Empresários defendem novo Refis para minimizar efeitos da pandemia

Publicado quinta-feira, 18 de março de 2021 às 10:31 h | Atualizado em 18/03/2021, 10:31 | Autor: Rodrigo Aguiar

Em meio à retomada de medidas restritivas por estados e municípios por causa da pandemia do novo coronavírus, empresários de diversos setores veem como imprescindível um novo Refis para auxiliar na recuperação econômica.

Esse tipo de iniciativa permite a regularização de dívidas tributárias com benefícios, descontos e parcelamento. Nesta semana, o presidente do Senado, Rodrigo Pacheco, anunciou que irá avançar na tramitação de uma proposta, apresentada por ele ainda no ano passado, de maneira independente da prometida reforma tributária.

"Ficamos muito satisfeitos com a notícia de que o presidente do Senado vai retirar o Refis do âmbito da reforma tributária, que a gente não sabe quando vai sair", afirma Carlos Falcão, da Winners Engenharia Financeira e líder do Grupo Business Bahia.

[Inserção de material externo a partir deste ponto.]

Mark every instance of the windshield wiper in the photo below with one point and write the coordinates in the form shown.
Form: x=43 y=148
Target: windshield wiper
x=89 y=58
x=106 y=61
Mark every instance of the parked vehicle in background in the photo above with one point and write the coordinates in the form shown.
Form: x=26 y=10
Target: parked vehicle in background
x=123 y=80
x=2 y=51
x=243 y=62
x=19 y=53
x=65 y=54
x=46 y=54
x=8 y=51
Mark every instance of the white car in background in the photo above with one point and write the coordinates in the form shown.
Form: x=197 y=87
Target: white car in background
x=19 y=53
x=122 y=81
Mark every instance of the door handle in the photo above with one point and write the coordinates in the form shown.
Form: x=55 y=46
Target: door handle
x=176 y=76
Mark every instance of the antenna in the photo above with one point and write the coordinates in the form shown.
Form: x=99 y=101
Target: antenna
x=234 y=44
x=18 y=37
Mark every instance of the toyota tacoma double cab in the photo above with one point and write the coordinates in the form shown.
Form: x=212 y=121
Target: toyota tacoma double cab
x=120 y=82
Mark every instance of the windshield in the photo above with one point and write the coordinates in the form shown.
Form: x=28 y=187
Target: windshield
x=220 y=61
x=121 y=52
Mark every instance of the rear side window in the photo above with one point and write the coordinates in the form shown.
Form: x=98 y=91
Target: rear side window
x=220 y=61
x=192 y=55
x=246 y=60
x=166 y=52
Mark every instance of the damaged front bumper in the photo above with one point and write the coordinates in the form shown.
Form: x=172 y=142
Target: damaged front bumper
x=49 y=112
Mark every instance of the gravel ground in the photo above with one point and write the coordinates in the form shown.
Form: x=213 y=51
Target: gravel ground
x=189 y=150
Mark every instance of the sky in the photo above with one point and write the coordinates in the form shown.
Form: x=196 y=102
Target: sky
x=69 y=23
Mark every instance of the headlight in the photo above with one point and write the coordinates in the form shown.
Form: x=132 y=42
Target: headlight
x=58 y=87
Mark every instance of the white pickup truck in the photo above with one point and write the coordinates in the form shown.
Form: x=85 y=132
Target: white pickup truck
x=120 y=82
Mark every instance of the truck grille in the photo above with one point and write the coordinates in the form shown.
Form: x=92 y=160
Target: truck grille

Falcão destaca que, dado o ineditismo do momento, um novo Refis torna-se ainda mais importante do que os programas anteriores. Segundo o empresário, a pandemia trouxe, simultaneamente, restrições à atividade econômica, perda de faturamento, aumento de despesas com os protocolos necessários e a necessidade de pagamento dos tributos, como prevê a legislação.

Um dos segmentos mais afetados pela pandemia, o turismo sofreu de forma "avassaladora", deixando as empresas do setor descapitalizadas, diz Wilson Spagnol, vice-presidente da Associação Brasileira da Indústria de Hotéis Bahia (ABIH-BA). Um Refis teria a capacidade de "jogar o impacto da descapitalização para a frente mesmo", enquanto o ramo aguarda uma retomada do movimento, que só deve ocorrer com o avanço da vacinação.

"Caso alguém não tenha visto, o mundo quase acabou economicamente. Sete meses com tudo parado e agora a segunda onda", afirma Spagnol. De acordo com o dirigente da ABIH, com a escassez de recursos, os estabelecimentos têm priorizado o pagamento de contas de água e luz, além de pessoal.

"Em função da falta de liquidez, muita gente passou a se financiar com os impostos. Você fica no dilema: paga a folha ou os tributos", reitera Waldomiro Araújo Filho, da indústria do vestuário. "Esses mês, algumas empresas dividiram a folha ou não conseguiram pagar", acrescenta.

Waldomiro diz que o setor, que já passa por dificuldades há bastante tempo, chegou a ter uma melhora, mas somente para as maiores marcas, em um segmento dominado pelos pequenos negócios, segundo o empresário.

Os débitos, continua Waldomiro, impedem ações para a recuperação das empresas. "Quando você não está em dia com os tributos, não opera com nenhum banco oficial. O nosso setor está sendo empurrado para a informalidade, que cresceu demais", aponta.

Além da pressão por um Refis federal, os empresários também reivindicam programas semelhantes de outras esferas de governo. "Tão importante quanto tentar superar esse momento é que as empresas tenham condição de voltar a ter ritmo, assim que possível. E para isso, é fundamental que o Estado, em qualquer das instâncias, procure apoiar as empresas nesse processo de retomada dentro do que está ao seu alcance", defende Cláudio Carvalho, presidente da Associação Brasileira de Agências de Publicidade na Bahia (Abap-BA). "Espero que o governo da Bahia também se sensibilize e lance o Refis estadual para as empresas baianas", afirma Falcão.

O presidente do Conselho de Assuntos Fiscais e Tributários da Federação das Indústrias do Estado da Bahia (Fieb), Sérgio Pedreira, destaca que, por suas especificidades, o Refis é um instrumento necessário, mesmo com a existência de um programa de renegociação de débitos da Procuradoria-Geral da Fazenda Nacional (PGFN).

"Tem um programa da Procuradoria, mas somente de débitos já inscritos na Dívida Ativa. É diferente do Refis, que tem regras mais especificas de parcelamento, descontos", afirma. Também com assento na Confederação Nacional da Indústria (CNI), Pedreira aponta uma "ansiedade grande" do setor empresarial pelo Refis. "É uma necessidade grande do empresariado, que teve um ano muito difícil. As pessoas precisam resolver esses passivos para dar andamento aos negócios, tomar financiamentos", diz.

Ainda sem prazo para ser analisado pelo Congresso, o projeto do Refis de autoria do presidente do Senado já está sob a relatoria do líder do governo na Casa, Fernando Bezerra.